Limits on Freedom?

From the time children begin to move around on their own, parents are confronted with a decision about how freely they should be allowed to do this and the question of what the appropriate limits are to their behavior and how to set those limits.

Crawling babies are often interested in following a light cord to its socket or reaching for a breakable object on the coffee table. With more mobility may come the dangerous objects under the kitchen sink or other things to investigate such as remote controls for the TV left lying around. Babies and toddlers seek to explore their world and everything in it is an object of their curiosity. For this reason, new parents are cautioned to “child proof” their home, meaning put everything valuable or breakable out of sight.

The old saying is, “little children little problems, big children bigger problems.” So it is with the issue of allowing freedom. One often sees a parent watching with trepidation as her child on a scooter gets to the street corner before her. Is it safe? Will he stop at the corner? Does he understand traffic lights? Even with good intentions, how much self-control does he have?
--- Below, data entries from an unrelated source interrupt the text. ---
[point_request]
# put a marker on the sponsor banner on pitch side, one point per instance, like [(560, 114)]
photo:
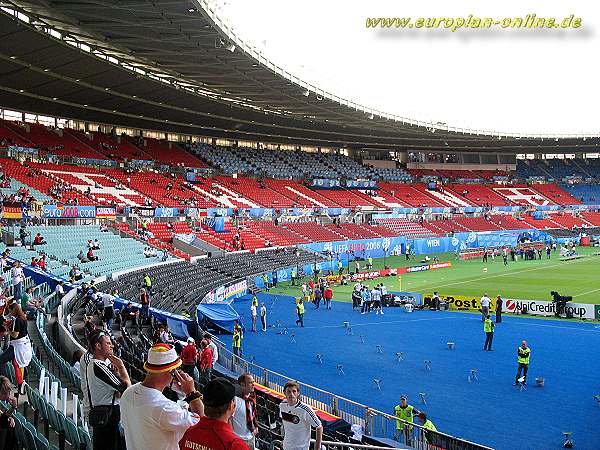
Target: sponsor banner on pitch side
[(545, 308), (514, 306), (370, 275)]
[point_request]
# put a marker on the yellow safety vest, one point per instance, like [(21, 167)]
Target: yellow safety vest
[(523, 355)]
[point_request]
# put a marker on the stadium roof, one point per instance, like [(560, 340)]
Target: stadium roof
[(172, 66)]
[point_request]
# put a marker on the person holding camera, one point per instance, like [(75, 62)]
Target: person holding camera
[(151, 420), (103, 380)]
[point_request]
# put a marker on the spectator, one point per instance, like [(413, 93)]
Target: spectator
[(244, 419), (23, 236), (213, 347), (81, 257), (90, 255), (297, 420), (129, 313), (29, 305), (19, 350), (150, 420), (205, 362), (328, 296), (4, 263), (59, 290), (145, 309), (18, 277), (148, 283), (214, 431), (108, 301), (39, 240), (76, 362), (42, 262), (189, 357), (75, 273), (8, 438), (103, 379)]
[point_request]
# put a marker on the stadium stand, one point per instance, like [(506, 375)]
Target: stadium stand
[(405, 227), (588, 194), (180, 286)]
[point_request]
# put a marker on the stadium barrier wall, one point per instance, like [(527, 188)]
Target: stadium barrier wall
[(374, 423), (514, 306)]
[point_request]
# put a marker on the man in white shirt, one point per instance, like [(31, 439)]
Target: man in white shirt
[(150, 420), (297, 419), (213, 347), (253, 315), (59, 289), (263, 316), (244, 420), (17, 276), (485, 307)]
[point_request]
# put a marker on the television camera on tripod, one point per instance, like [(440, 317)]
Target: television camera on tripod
[(561, 302)]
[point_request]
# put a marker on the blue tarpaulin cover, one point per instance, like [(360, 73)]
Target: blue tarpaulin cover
[(217, 315)]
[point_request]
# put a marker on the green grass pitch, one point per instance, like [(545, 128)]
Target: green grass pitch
[(523, 280)]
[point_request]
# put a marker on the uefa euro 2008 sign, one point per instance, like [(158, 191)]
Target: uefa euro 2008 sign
[(68, 212)]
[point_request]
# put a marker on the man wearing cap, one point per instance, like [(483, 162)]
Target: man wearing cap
[(189, 357), (406, 413), (263, 316), (212, 346), (244, 419), (214, 431), (297, 419), (103, 379), (150, 420)]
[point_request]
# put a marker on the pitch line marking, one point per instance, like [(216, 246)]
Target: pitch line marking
[(503, 274), (383, 323)]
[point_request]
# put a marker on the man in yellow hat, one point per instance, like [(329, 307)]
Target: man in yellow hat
[(150, 419)]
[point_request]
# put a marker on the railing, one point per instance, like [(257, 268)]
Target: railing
[(373, 422)]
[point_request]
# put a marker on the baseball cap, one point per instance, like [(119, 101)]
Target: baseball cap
[(218, 392)]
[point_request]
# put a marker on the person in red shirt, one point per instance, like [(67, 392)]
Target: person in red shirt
[(38, 240), (189, 358), (205, 362), (91, 256), (327, 296), (214, 431)]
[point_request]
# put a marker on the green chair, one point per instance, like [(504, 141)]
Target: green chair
[(85, 438), (72, 435)]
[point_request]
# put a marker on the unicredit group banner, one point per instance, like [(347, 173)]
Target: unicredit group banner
[(512, 306), (68, 212)]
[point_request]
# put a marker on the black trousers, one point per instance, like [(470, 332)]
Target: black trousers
[(522, 368), (489, 337), (109, 437)]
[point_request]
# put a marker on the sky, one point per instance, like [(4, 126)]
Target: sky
[(510, 81)]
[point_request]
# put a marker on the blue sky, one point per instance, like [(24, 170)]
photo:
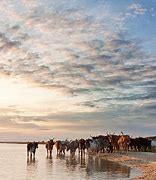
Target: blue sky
[(78, 67)]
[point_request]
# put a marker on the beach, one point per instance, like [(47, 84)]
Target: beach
[(145, 162)]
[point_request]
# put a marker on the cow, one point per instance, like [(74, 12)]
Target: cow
[(82, 146), (113, 139), (123, 142), (105, 141), (61, 146), (132, 144), (96, 145), (72, 146), (143, 144), (49, 147), (31, 149)]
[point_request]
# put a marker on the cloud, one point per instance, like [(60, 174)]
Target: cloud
[(137, 9), (85, 54)]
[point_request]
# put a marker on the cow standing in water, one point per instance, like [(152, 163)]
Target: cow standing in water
[(49, 147), (31, 149)]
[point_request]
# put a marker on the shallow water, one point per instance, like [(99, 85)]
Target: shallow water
[(15, 166)]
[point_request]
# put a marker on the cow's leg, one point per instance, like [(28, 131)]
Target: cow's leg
[(27, 154), (47, 153), (31, 154)]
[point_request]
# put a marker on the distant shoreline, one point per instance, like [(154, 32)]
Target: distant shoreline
[(14, 142)]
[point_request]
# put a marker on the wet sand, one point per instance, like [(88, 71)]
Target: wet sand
[(143, 161)]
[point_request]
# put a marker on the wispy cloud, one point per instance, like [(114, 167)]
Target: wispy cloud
[(73, 58)]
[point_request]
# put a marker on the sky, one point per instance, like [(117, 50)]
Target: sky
[(75, 68)]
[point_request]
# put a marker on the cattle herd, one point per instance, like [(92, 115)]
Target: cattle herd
[(102, 143)]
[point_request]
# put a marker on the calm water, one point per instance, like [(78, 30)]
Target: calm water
[(14, 166)]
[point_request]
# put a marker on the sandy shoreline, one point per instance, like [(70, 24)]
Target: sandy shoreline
[(143, 161)]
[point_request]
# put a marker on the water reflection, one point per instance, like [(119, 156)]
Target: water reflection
[(94, 165), (77, 167), (32, 166), (110, 168)]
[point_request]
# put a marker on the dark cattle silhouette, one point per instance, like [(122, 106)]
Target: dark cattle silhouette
[(49, 147), (31, 149)]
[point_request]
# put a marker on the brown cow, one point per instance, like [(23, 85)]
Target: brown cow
[(113, 139), (124, 142), (49, 147), (72, 146), (82, 146), (61, 146)]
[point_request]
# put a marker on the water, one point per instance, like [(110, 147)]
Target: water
[(14, 166)]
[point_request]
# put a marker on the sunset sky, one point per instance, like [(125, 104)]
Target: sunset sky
[(71, 68)]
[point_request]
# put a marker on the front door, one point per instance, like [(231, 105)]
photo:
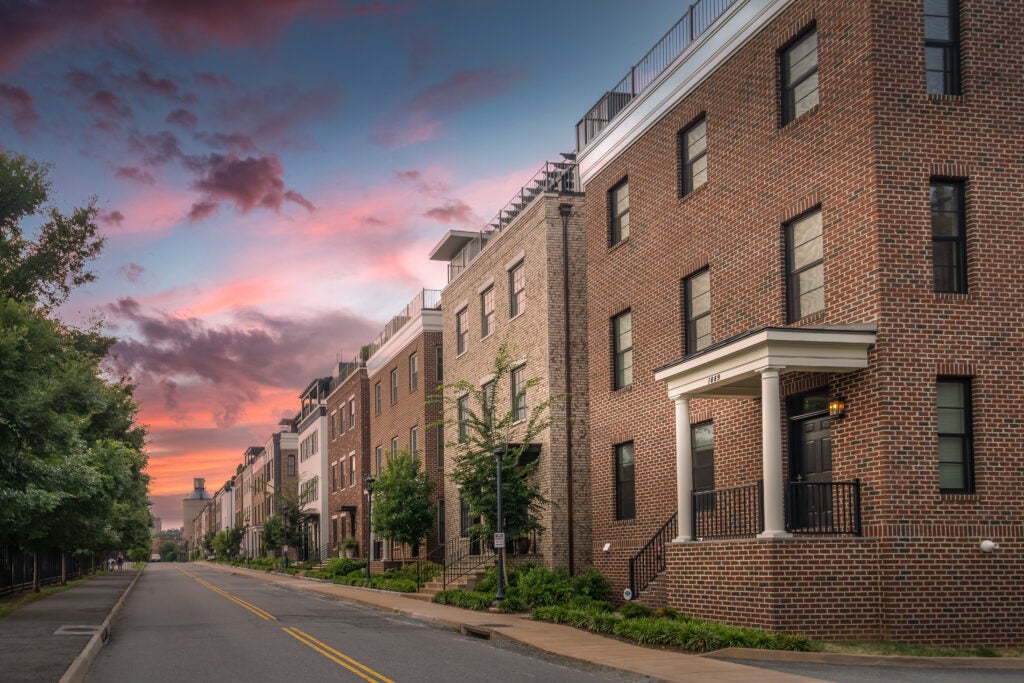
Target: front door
[(810, 471)]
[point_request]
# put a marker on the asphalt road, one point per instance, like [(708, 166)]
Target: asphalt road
[(185, 623)]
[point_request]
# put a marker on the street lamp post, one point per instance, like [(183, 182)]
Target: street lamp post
[(500, 536), (370, 518)]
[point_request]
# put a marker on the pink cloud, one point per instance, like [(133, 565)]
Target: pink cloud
[(420, 119), (17, 104)]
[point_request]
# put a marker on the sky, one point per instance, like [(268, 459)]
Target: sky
[(272, 175)]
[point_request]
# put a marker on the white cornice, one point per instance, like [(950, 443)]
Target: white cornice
[(706, 54)]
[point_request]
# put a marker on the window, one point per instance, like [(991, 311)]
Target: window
[(800, 77), (517, 290), (696, 291), (804, 266), (625, 482), (463, 408), (953, 404), (518, 401), (619, 213), (948, 237), (693, 146), (461, 331), (622, 346), (942, 46), (486, 310), (702, 449)]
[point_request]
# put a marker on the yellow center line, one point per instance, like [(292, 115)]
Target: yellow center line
[(239, 601), (336, 656)]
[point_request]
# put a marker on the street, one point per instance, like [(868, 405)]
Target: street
[(186, 622)]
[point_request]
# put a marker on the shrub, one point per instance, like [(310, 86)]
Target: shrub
[(634, 610)]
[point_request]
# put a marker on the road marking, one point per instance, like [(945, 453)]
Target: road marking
[(348, 663), (251, 607)]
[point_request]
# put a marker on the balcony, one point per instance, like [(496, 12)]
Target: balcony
[(696, 19)]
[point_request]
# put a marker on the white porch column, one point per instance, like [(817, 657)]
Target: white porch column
[(771, 439), (684, 469)]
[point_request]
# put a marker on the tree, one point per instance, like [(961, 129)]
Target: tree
[(43, 270), (471, 413), (402, 510)]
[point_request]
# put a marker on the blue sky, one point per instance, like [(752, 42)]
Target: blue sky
[(273, 173)]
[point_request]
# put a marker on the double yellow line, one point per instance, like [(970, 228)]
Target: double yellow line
[(262, 613), (341, 658), (348, 663)]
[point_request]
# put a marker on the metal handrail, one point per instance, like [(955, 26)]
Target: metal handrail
[(830, 507), (650, 561), (728, 513), (698, 16)]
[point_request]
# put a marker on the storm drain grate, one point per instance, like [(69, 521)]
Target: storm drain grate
[(78, 631)]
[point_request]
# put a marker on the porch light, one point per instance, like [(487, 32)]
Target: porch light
[(837, 407)]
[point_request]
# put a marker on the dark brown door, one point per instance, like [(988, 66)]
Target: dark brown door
[(811, 474)]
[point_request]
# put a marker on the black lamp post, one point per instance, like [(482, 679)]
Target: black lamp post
[(370, 518), (500, 595)]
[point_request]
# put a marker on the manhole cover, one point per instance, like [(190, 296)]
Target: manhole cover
[(78, 630)]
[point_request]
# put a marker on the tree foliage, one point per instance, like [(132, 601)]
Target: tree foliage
[(402, 510), (480, 429), (42, 270)]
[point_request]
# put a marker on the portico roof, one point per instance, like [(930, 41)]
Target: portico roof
[(731, 369)]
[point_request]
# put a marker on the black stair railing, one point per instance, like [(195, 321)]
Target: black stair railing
[(650, 561)]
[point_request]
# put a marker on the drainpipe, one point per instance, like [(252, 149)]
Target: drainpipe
[(565, 210)]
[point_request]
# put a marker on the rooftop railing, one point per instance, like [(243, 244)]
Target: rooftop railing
[(698, 16), (425, 300)]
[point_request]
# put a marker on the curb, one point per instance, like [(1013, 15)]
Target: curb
[(895, 660), (80, 667)]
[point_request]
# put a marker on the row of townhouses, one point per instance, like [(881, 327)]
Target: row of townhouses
[(774, 298)]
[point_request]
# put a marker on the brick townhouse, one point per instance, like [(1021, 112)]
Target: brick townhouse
[(403, 371), (522, 281), (804, 255), (348, 455)]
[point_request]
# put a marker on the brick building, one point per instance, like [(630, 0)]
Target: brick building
[(804, 298), (402, 371), (522, 282), (348, 455)]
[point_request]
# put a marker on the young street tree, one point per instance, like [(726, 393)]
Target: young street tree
[(472, 414), (402, 510)]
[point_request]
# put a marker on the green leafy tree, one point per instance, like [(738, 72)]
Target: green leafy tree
[(42, 270), (472, 414), (402, 509)]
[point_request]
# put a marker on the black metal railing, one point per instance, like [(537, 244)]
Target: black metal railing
[(463, 556), (15, 568), (832, 507), (729, 513), (698, 16), (649, 562)]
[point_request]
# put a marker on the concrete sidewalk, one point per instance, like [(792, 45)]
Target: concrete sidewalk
[(553, 638), (55, 638)]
Then may come the question of going outside alone, going to the neighborhood store or eventually going to school by oneself. Even within the home children may begin to challenge parental limits or rules about tv or computer time, bed time or time to be spent on homework. With parents out at work the question may arise as to when children can be left alone or given various responsibilities.

As children get older the questions become more challenging, particularly in the face of the refrain, “my friends are allowed to do it.” This can mean what time to get home, what movie to go to, what tv program to watch. The father of a teenager was thrown by his daughter’s wish to go somewhere with a friend who was a newly licensed driver.

Children often feel powerless in the face of parental rules and unilateral decisions. So they deny facts or forcefully assert their independence. Part of being a child is to fudge the truth at times, evade the rules and if all else fails, beg and cry. Parents often feel as though the only alternatives are to try enforce their authority in some way or to “give in” to the child.

This gets to the hard part of being a parent. There is no child-rearing manual that can tell you the “right” thing to do. Parents may worry that a child may defy them, or that “giving in” threatens their authority for the future. But authority as a parent means making decisions about what is best for your child. There is no rule that applies to every situation. The decision one makes involves a judgement about safety, about a child’s level of maturity, sense of responsibility, and one’s values as a parent.

Parents give up their authority and no longer stay in charge when they become drawn into an argument on the child’s level. Children can wear you down every time. It may seem easier at the moment either to just do what they want or to try to lay down the law. It is this abdication of real decision making by a parent that leads to the undermining of authority next time around. Real authority lies in doing what you think best in each situation, even when it is what the child wants.

And even with uncertainty about whether your decision is the right one.